For a second, I felt self-conscious, afraid that she would see the flaws of our house, and maybe the reason her dad left was the reason she would too. I shook that away when she spoke next.
“He lived here too?”
“This has always been our pack house.” I nodded and looked away from her. “We thought about moving when he left. To shred the memories away, but we realized it didn’t matter where we were, his absence was loud.”
She had his eyes, but where Karl was easygoing and kind, she was full of determination. Any time I looked at her, it seemed like she was ready to start a fight. Yet this time, her tone changed, her voice softened, and she breathed out slowly.
“Do you really blame him, or do you just miss him?” she asked.
It wasn’t a well-kept secret, so I snorted. “That’s what you think?”
Isadora lifted a shoulder. “You all hate my dad so much. Maybe there’s something behind all this hate.”
This time, I actually chuckled. “That’s not a discovery. We were packmates, and he left.”
She bit down on her bottom lip, resting her back to the couch and bringing her hands to her face. She looked tired like this. More than the heat, it was something else, and I found myself wanting to fix whatever it was that made her feel that way.
“Maybe that’s a cultural thing,” she said, finally interrupting my white knight thoughts. “I don’t get it, and sometimes you say half of a sentence as if I should understand the whole thing.”
There wasn't a bite in her words, not the usual I expected from her. There was too much vulnerability in those words because she knew as much as I did that this culture should be hers. It was Karl’s fault.
He denied the girl knowledge about her own biology, but I didn’t point it out.
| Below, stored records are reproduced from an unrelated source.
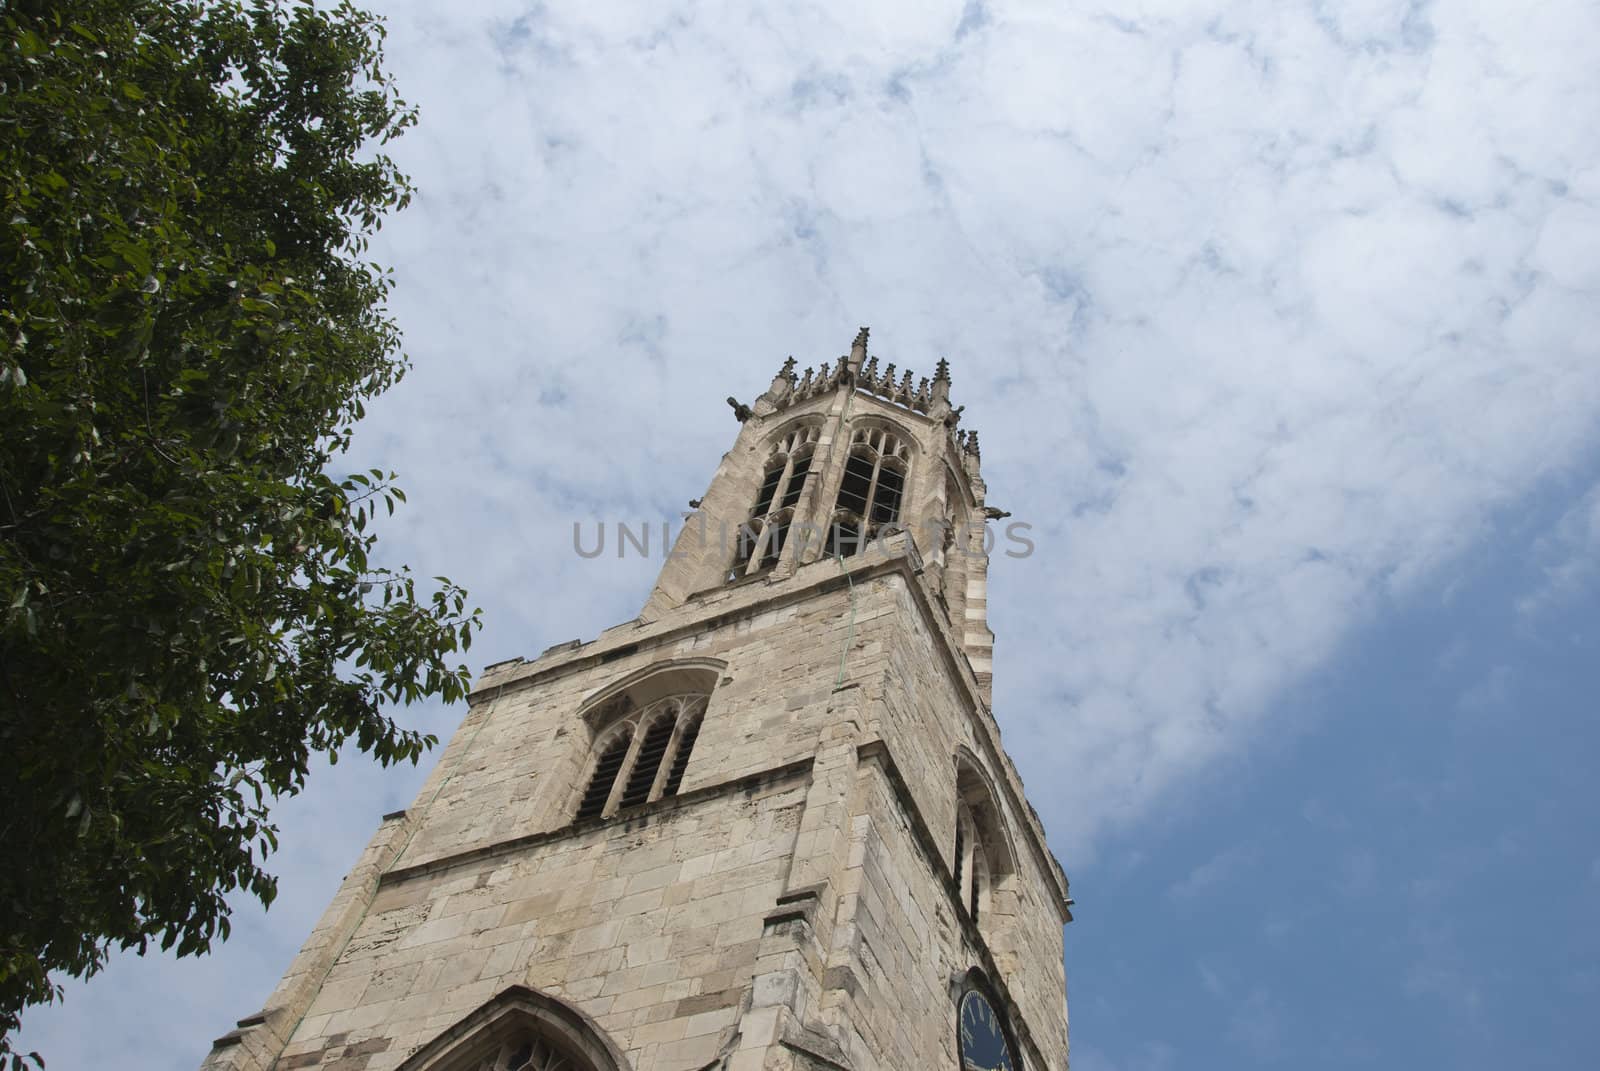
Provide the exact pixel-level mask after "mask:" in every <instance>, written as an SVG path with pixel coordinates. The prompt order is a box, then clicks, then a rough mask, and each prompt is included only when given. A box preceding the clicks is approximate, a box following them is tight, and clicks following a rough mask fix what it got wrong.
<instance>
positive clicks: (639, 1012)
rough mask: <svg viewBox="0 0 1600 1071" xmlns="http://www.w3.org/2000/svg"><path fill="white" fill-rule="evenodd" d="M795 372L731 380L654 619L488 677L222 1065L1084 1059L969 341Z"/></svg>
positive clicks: (330, 1069)
mask: <svg viewBox="0 0 1600 1071" xmlns="http://www.w3.org/2000/svg"><path fill="white" fill-rule="evenodd" d="M794 365H795V362H794V360H792V359H790V360H789V362H787V363H784V367H782V370H781V371H779V373H778V376H776V378H774V379H773V383H771V386H770V387H768V391H766V392H765V394H762V395H760V397H758V399H755V402H754V403H752V405H742V403H739V402H736V400H733V399H730V403H733V407H734V415H736V416H738V419H739V421H741V427H739V434H738V439H736V440H734V443H733V450H730V451H728V453H726V455H725V456H723V459H722V464H720V466H718V469H717V474H715V475H714V477H712V482H710V487H709V490H707V491H706V496H704V499H701V501H698V503H694V506H696V507H698V509H696V512H694V514H691V515H690V517H688V519H686V522H685V525H683V528H682V531H680V533H678V536H677V543H675V546H674V551H672V554H670V556H669V557H667V560H666V564H664V567H662V570H661V575H659V580H658V581H656V586H654V591H651V594H650V599H648V600H646V602H645V608H643V612H642V613H640V616H638V618H637V620H634V621H627V623H624V624H619V626H616V628H611V629H606V631H605V632H602V634H600V636H598V637H597V639H594V640H589V642H578V640H573V642H570V644H560V645H557V647H552V648H550V650H547V652H544V653H542V655H541V656H538V658H533V660H520V658H517V660H512V661H506V663H499V664H494V666H490V668H488V669H486V671H485V674H483V677H482V680H480V682H478V684H477V687H475V690H474V693H472V700H470V706H469V711H467V714H466V717H464V720H462V724H461V727H459V728H458V730H456V733H454V738H453V740H451V741H450V744H448V746H446V748H445V751H443V754H442V756H440V760H438V767H437V768H435V770H434V773H432V775H430V776H429V780H427V783H426V784H424V786H422V791H421V792H419V796H418V799H416V804H414V805H413V807H410V808H408V810H405V812H398V813H394V815H386V816H384V820H382V824H381V826H379V828H378V832H376V834H374V836H373V840H371V844H370V845H368V847H366V850H365V853H363V855H362V858H360V860H358V861H357V864H355V868H354V869H352V871H350V874H349V876H347V877H346V879H344V884H342V885H341V887H339V892H338V895H336V897H334V900H333V903H331V905H330V906H328V909H326V913H325V914H323V917H322V921H320V924H318V925H317V929H315V932H314V933H312V935H310V938H309V940H307V941H306V945H304V948H302V949H301V953H299V954H298V956H296V959H294V962H293V964H291V965H290V970H288V973H286V975H285V977H283V980H282V981H280V983H278V986H277V988H275V989H274V993H272V996H270V997H269V999H267V1004H266V1009H264V1010H262V1012H259V1013H256V1015H253V1017H250V1018H245V1020H240V1023H238V1029H235V1031H232V1033H229V1034H227V1036H224V1037H221V1039H218V1042H216V1044H214V1047H213V1050H211V1053H210V1057H208V1058H206V1063H205V1066H206V1068H214V1069H222V1068H253V1069H259V1071H267V1069H269V1068H277V1069H278V1071H290V1069H291V1068H318V1069H323V1071H334V1069H338V1071H357V1069H365V1071H389V1069H392V1068H403V1069H405V1071H491V1069H493V1071H523V1069H526V1071H622V1069H629V1071H699V1069H712V1068H715V1069H726V1071H757V1069H779V1068H808V1069H810V1068H835V1069H837V1068H848V1069H851V1071H934V1069H939V1068H955V1069H962V1068H1003V1066H1005V1068H1013V1069H1014V1071H1021V1069H1022V1068H1027V1069H1029V1071H1066V1068H1067V1013H1066V975H1064V970H1062V924H1064V922H1069V921H1070V917H1072V916H1070V911H1069V908H1070V905H1072V901H1070V900H1069V897H1067V880H1066V876H1064V874H1062V871H1061V866H1059V864H1058V863H1056V860H1054V858H1053V856H1051V855H1050V850H1048V848H1046V845H1045V834H1043V829H1042V828H1040V823H1038V818H1037V815H1035V813H1034V810H1032V808H1030V807H1029V804H1027V800H1026V799H1024V796H1022V784H1021V781H1019V780H1018V775H1016V770H1014V768H1013V765H1011V760H1010V759H1008V756H1006V752H1005V751H1003V749H1002V746H1000V732H998V727H997V724H995V719H994V716H992V714H990V709H989V701H990V692H989V680H990V650H992V645H994V634H992V632H990V631H989V626H987V623H986V600H984V594H986V588H984V581H986V568H987V557H986V549H984V543H986V541H984V519H986V506H984V483H982V479H981V477H979V456H978V435H976V432H970V431H963V429H960V427H958V421H960V410H952V407H950V399H949V395H950V376H949V367H947V363H946V362H942V360H941V362H939V365H938V371H936V375H934V376H933V379H931V381H930V379H922V381H920V383H914V376H912V375H910V373H909V371H906V373H904V375H896V370H894V365H888V367H885V368H880V367H878V360H877V359H875V357H870V359H869V355H867V331H866V328H862V331H861V333H859V335H858V336H856V341H854V344H853V346H851V351H850V355H846V357H840V359H838V360H837V362H830V363H826V365H822V368H821V370H819V371H813V370H810V368H808V370H805V373H803V375H795V370H794ZM995 514H998V511H987V515H995Z"/></svg>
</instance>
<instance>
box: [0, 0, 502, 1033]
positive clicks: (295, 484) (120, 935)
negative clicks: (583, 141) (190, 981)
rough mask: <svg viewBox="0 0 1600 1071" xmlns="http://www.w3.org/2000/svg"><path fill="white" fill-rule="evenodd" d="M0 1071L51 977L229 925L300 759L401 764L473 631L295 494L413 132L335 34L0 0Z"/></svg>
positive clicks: (401, 181)
mask: <svg viewBox="0 0 1600 1071" xmlns="http://www.w3.org/2000/svg"><path fill="white" fill-rule="evenodd" d="M0 50H3V51H0V184H3V202H5V213H6V227H5V237H3V240H0V792H3V799H0V1060H3V1057H5V1053H6V1052H8V1042H6V1041H5V1036H6V1034H8V1033H10V1031H11V1029H13V1028H14V1026H16V1023H18V1015H19V1012H21V1010H22V1009H24V1007H26V1005H27V1004H34V1002H40V1001H48V999H53V996H54V994H56V993H58V989H56V986H54V985H53V981H51V975H53V973H56V975H59V973H69V975H90V973H93V972H94V970H98V969H99V965H101V964H102V962H104V957H106V954H107V949H109V948H112V946H122V948H138V949H141V951H144V949H146V948H147V945H150V943H155V945H158V946H160V948H174V949H176V951H178V954H194V953H200V951H205V949H206V948H208V946H210V943H211V941H213V940H216V938H219V937H226V935H227V916H229V908H227V901H226V897H227V895H229V893H230V892H234V890H237V888H245V890H248V892H250V893H253V895H254V897H258V898H259V900H261V901H262V903H269V901H270V900H272V897H274V879H272V877H270V876H269V874H267V872H266V871H264V869H262V860H264V856H266V855H267V853H269V852H272V848H274V847H275V831H274V826H272V824H270V820H269V813H267V807H269V804H270V802H272V799H274V797H275V796H278V794H285V792H294V791H298V789H299V788H301V786H302V784H304V780H306V773H307V762H309V756H310V752H326V754H330V757H331V756H333V754H334V749H338V748H339V746H341V744H346V743H347V741H354V744H357V746H358V748H362V749H363V751H366V752H370V754H373V756H374V757H376V759H379V760H381V762H384V764H389V762H395V760H400V759H410V760H413V762H416V759H418V756H419V754H421V752H422V751H424V749H426V748H427V746H430V744H432V743H434V738H432V736H424V735H419V733H416V732H410V730H405V728H402V727H400V725H397V724H395V722H394V720H392V719H390V717H389V716H386V714H384V709H386V708H387V706H390V704H395V703H410V701H414V700H421V698H424V696H443V698H445V700H446V701H450V700H456V698H461V696H462V695H464V693H466V688H467V682H469V677H467V671H466V666H459V664H456V666H453V664H450V656H451V653H453V652H458V650H461V648H466V647H467V644H469V642H470V637H472V632H474V629H475V628H477V624H478V620H477V612H475V610H470V612H469V610H467V608H466V607H467V604H466V596H464V592H462V591H461V589H458V588H454V586H453V584H450V583H448V581H445V580H443V578H437V581H438V583H435V584H424V586H422V588H421V589H419V588H418V586H416V584H414V581H413V576H411V575H410V573H408V572H406V570H398V572H390V570H386V568H379V567H376V565H374V564H373V562H371V560H370V559H371V554H373V548H374V535H373V523H371V522H373V520H374V517H376V515H378V514H379V512H392V511H394V506H395V503H397V501H403V495H402V493H400V490H398V488H395V487H394V485H392V475H384V472H381V471H371V472H363V474H357V475H349V477H347V479H338V477H336V475H330V472H331V471H333V466H334V461H336V458H338V456H339V455H341V453H342V451H344V450H346V448H347V447H349V443H350V434H352V426H354V424H355V421H358V419H360V416H362V413H363V405H365V402H366V400H370V399H373V397H374V395H378V394H381V392H382V391H386V389H387V387H390V386H392V384H394V383H395V381H397V379H398V378H400V375H402V373H403V371H405V359H403V357H402V355H400V354H398V349H397V346H398V335H397V330H395V325H394V322H392V320H390V319H389V315H387V311H386V304H384V303H386V296H387V291H389V285H390V279H389V275H387V274H386V272H384V271H382V269H381V267H378V266H374V264H370V263H365V261H363V259H362V256H363V253H365V250H366V239H368V235H370V234H371V232H373V229H376V227H378V226H379V221H381V218H382V216H384V215H386V213H387V211H392V210H397V208H400V207H403V205H405V203H406V200H408V199H410V194H411V187H410V184H408V181H406V178H405V176H403V174H400V173H398V171H397V168H395V165H394V162H392V160H390V158H389V157H386V155H384V152H382V146H384V142H387V141H389V139H390V138H395V136H397V134H400V133H402V131H403V130H405V128H406V126H410V125H411V123H413V122H414V112H413V110H411V109H410V107H408V106H406V104H405V102H403V101H402V99H400V98H398V96H397V94H395V90H394V86H392V85H390V82H389V78H387V75H386V74H384V70H382V69H381V59H382V27H381V24H379V22H378V21H376V19H374V18H373V16H370V14H366V13H363V11H358V10H355V8H352V6H349V3H342V5H341V6H338V8H333V10H317V8H312V6H290V5H286V3H283V2H282V0H253V2H248V3H240V2H238V0H34V2H22V3H19V2H8V0H0Z"/></svg>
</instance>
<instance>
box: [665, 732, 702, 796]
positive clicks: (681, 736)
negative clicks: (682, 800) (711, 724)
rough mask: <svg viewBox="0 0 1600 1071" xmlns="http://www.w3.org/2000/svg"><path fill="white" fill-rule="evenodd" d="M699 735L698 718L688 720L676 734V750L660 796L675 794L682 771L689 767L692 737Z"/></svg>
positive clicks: (674, 795) (675, 792)
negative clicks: (677, 748)
mask: <svg viewBox="0 0 1600 1071" xmlns="http://www.w3.org/2000/svg"><path fill="white" fill-rule="evenodd" d="M696 736H699V719H698V717H696V719H694V720H693V722H690V724H688V725H686V727H685V728H683V732H682V735H680V736H678V751H677V754H674V756H672V768H670V770H669V772H667V783H666V786H664V788H662V789H661V794H662V796H677V794H678V784H682V783H683V772H685V770H688V768H690V752H691V751H694V738H696Z"/></svg>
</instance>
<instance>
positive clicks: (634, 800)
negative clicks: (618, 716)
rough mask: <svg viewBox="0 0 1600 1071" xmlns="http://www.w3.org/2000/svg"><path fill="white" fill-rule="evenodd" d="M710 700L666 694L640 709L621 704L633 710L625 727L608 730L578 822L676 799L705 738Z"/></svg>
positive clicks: (579, 810)
mask: <svg viewBox="0 0 1600 1071" xmlns="http://www.w3.org/2000/svg"><path fill="white" fill-rule="evenodd" d="M706 700H707V696H706V695H702V693H688V695H669V696H664V698H661V700H656V701H654V703H650V704H648V706H645V708H643V709H637V711H634V709H632V706H630V704H621V708H619V709H622V711H629V712H626V714H624V716H622V719H621V725H614V727H608V728H606V730H605V732H606V733H610V736H606V740H608V743H606V744H605V746H603V748H602V749H600V752H598V756H597V759H595V765H594V772H592V773H590V775H589V788H587V789H586V791H584V796H582V799H581V800H579V804H578V813H576V818H597V816H605V815H613V813H616V812H619V810H626V808H629V807H638V805H642V804H651V802H654V800H658V799H662V797H666V796H675V794H677V791H678V786H680V784H682V783H683V775H685V772H686V770H688V762H690V752H691V751H693V749H694V740H696V736H698V735H699V728H701V719H702V716H704V712H706ZM662 770H666V776H661V772H662ZM658 783H659V786H661V788H659V789H658V788H656V786H658Z"/></svg>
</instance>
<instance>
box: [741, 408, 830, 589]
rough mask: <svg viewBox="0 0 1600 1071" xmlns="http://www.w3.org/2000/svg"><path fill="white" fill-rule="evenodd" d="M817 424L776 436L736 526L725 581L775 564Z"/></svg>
mask: <svg viewBox="0 0 1600 1071" xmlns="http://www.w3.org/2000/svg"><path fill="white" fill-rule="evenodd" d="M821 434H822V426H821V424H802V426H800V427H795V429H792V431H789V432H786V434H784V435H781V437H779V439H778V442H776V443H773V451H771V453H770V455H768V456H766V466H765V467H763V469H762V483H760V487H758V488H757V491H755V504H754V506H752V507H750V515H749V519H747V520H746V522H744V523H742V525H739V535H738V538H736V540H734V548H733V564H731V565H730V567H728V580H739V578H741V576H746V575H749V573H755V572H760V570H763V568H768V567H771V565H776V564H778V559H779V557H781V556H782V552H784V541H786V540H787V536H789V528H790V525H792V523H794V514H795V506H797V504H798V503H800V495H802V493H803V491H805V482H806V477H808V475H810V474H811V459H813V456H814V455H816V440H818V437H819V435H821Z"/></svg>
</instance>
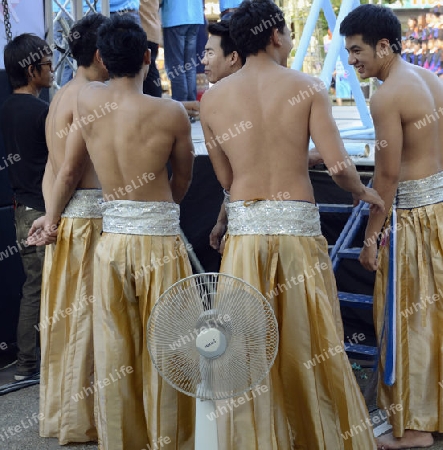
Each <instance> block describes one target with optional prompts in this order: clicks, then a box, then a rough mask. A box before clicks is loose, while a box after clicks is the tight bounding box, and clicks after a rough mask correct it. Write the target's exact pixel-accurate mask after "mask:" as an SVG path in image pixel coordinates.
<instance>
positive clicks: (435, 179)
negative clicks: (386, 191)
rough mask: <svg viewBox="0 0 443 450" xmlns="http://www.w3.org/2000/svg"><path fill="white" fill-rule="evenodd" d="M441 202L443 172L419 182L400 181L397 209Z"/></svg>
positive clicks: (441, 194) (441, 197)
mask: <svg viewBox="0 0 443 450" xmlns="http://www.w3.org/2000/svg"><path fill="white" fill-rule="evenodd" d="M442 201H443V172H438V173H436V174H434V175H431V176H429V177H426V178H421V179H420V180H408V181H400V182H399V183H398V189H397V208H400V209H412V208H419V207H421V206H426V205H432V204H434V203H439V202H442Z"/></svg>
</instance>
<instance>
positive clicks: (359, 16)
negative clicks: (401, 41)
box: [340, 5, 401, 53]
mask: <svg viewBox="0 0 443 450" xmlns="http://www.w3.org/2000/svg"><path fill="white" fill-rule="evenodd" d="M340 34H341V35H342V36H345V37H348V36H355V35H358V34H360V35H361V36H362V40H363V42H364V43H365V44H368V45H370V46H371V47H372V48H373V49H374V50H375V47H376V46H377V42H378V41H379V40H380V39H387V40H388V41H389V44H390V46H391V49H392V51H393V53H400V52H401V24H400V21H399V20H398V19H397V17H396V16H395V14H394V13H393V12H392V11H391V10H390V9H389V8H385V7H383V6H379V5H360V6H359V7H357V8H355V9H354V10H353V11H351V12H350V13H349V14H348V15H347V16H346V17H345V18H344V19H343V22H342V23H341V25H340Z"/></svg>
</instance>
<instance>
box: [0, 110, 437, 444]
mask: <svg viewBox="0 0 443 450" xmlns="http://www.w3.org/2000/svg"><path fill="white" fill-rule="evenodd" d="M333 110H334V117H335V118H336V120H337V123H338V126H339V128H341V129H342V128H347V127H350V126H355V125H358V113H357V110H356V108H355V107H352V106H344V107H334V108H333ZM192 133H193V140H194V145H195V149H196V153H197V154H206V150H205V147H204V139H203V134H202V131H201V126H200V123H199V122H196V123H194V124H193V125H192ZM362 142H364V143H368V144H369V145H370V147H371V154H370V155H369V158H367V161H371V160H372V159H373V153H374V141H372V140H370V139H369V140H368V139H365V140H362ZM360 161H363V163H364V162H365V161H364V159H361V160H360ZM364 165H366V164H364ZM368 165H370V164H368ZM1 356H2V355H1V353H0V367H4V366H5V365H6V364H7V363H10V362H12V361H11V358H10V357H9V360H8V358H7V357H3V359H2V358H1ZM13 372H14V367H13V366H11V367H10V368H7V369H0V450H53V449H73V450H74V449H76V450H95V449H97V446H96V445H94V444H88V445H85V444H79V445H68V446H59V445H58V442H57V440H56V439H42V438H40V437H39V434H38V397H39V386H38V385H33V386H31V387H27V388H23V389H21V390H18V391H15V392H11V393H8V394H6V395H1V391H2V386H4V385H6V384H8V383H10V382H12V381H13ZM356 374H357V380H358V381H359V383H360V385H361V386H362V388H364V384H365V382H364V380H363V379H362V378H361V373H360V372H357V373H356ZM373 405H374V399H373V397H372V398H369V399H368V408H369V410H370V411H371V410H373V409H374V406H373ZM376 415H378V416H380V412H379V411H377V410H373V411H372V412H371V417H374V416H376ZM386 429H387V425H386V424H385V423H379V424H378V425H377V426H376V427H375V429H374V432H375V434H376V435H377V434H380V433H382V432H385V431H386ZM430 448H431V449H432V450H443V435H437V436H436V442H435V444H434V445H433V446H432V447H430ZM127 450H136V449H127ZM208 450H210V449H208ZM238 450H241V449H238ZM263 450H266V449H263ZM331 450H335V449H331Z"/></svg>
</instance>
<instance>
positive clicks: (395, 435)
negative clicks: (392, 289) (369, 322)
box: [374, 203, 443, 437]
mask: <svg viewBox="0 0 443 450" xmlns="http://www.w3.org/2000/svg"><path fill="white" fill-rule="evenodd" d="M395 236H396V238H397V314H396V317H397V333H396V337H397V345H396V350H397V360H396V366H395V368H396V380H395V383H394V385H393V386H392V387H388V386H386V385H384V384H383V382H382V377H380V380H379V386H378V387H379V389H378V403H379V406H380V407H381V408H385V409H388V410H390V411H392V410H393V411H394V413H390V417H389V421H390V423H391V424H392V427H393V433H394V436H395V437H402V436H403V433H404V430H405V429H411V430H420V431H438V432H439V433H443V396H442V395H441V392H442V386H443V203H438V204H434V205H429V206H422V207H418V208H414V209H410V210H409V209H397V227H396V231H395ZM388 242H389V239H388V241H387V242H386V245H384V246H383V247H381V248H380V252H379V269H378V271H377V276H376V283H375V288H374V322H375V326H376V332H377V337H378V340H379V344H380V338H381V333H382V329H383V320H384V310H385V298H386V297H385V293H386V284H387V276H388V263H389V245H388ZM383 341H384V340H383ZM382 344H384V342H382ZM384 360H385V352H384V345H382V352H381V358H380V369H381V371H382V372H383V369H384ZM391 405H394V408H392V407H391ZM395 407H397V408H396V409H395Z"/></svg>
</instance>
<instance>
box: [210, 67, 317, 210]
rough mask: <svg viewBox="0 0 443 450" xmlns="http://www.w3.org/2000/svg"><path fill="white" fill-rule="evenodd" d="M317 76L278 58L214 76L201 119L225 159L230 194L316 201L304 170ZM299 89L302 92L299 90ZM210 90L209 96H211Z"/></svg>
mask: <svg viewBox="0 0 443 450" xmlns="http://www.w3.org/2000/svg"><path fill="white" fill-rule="evenodd" d="M319 86H320V80H318V79H315V78H313V77H310V76H308V75H305V74H302V73H300V72H296V71H293V70H289V69H287V68H284V67H282V66H279V65H277V64H274V63H272V64H266V65H264V66H263V68H262V69H261V70H254V71H251V70H247V68H246V66H245V67H244V68H243V69H241V70H239V71H238V72H237V73H235V74H233V75H231V76H229V77H227V78H226V79H224V80H222V81H220V82H218V83H217V84H216V85H215V86H214V87H212V88H211V89H210V91H208V92H207V93H206V94H205V97H206V96H208V99H205V98H204V100H209V101H208V102H207V105H206V107H205V112H204V113H203V112H202V116H203V114H204V119H205V120H204V121H205V124H207V126H208V129H209V131H210V133H211V134H212V137H211V138H210V139H207V138H206V146H207V148H208V150H209V153H211V149H212V147H213V146H215V142H214V141H216V140H217V141H218V143H219V145H220V147H221V149H222V150H223V152H224V153H225V154H226V156H227V158H228V159H229V163H230V165H231V168H232V172H233V173H232V175H233V183H232V185H231V188H230V191H231V199H232V200H239V199H253V198H267V199H283V198H282V197H283V196H284V199H294V200H306V201H310V202H314V196H313V190H312V186H311V183H310V180H309V175H308V143H309V137H310V125H309V123H310V112H311V105H312V100H313V97H314V96H315V95H318V90H317V91H316V89H315V87H316V88H317V89H320V88H319ZM302 93H303V94H302ZM209 96H210V97H209Z"/></svg>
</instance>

Not when she so painfully knew that. Instead, I nodded, trying to connect with the person inside me who would also hate being lied to.
I kept pushing her away as if she was the reason Karl left, as if she had anything to do with it. She didn’t.
She was lost and alone, and I made her feel unwelcome and confused.
She was an omega who wasn’t raised with our people and didn’t understand the depth of the brotherhood.
To her, we only disliked her dad because he left our village, yet that wasn’t it.
The feelings churned in the pit of my stomach.
If she stayed, she could see. She could meet our people and see how pack life worked.
She would understand us better if she gave us a chance.
I opened my mouth to tell her so. To say she should stay longer and try on this life before turning her back, but before the words made it into my mouth, she got up.
“Good night.”
And she left with all her questions unanswered.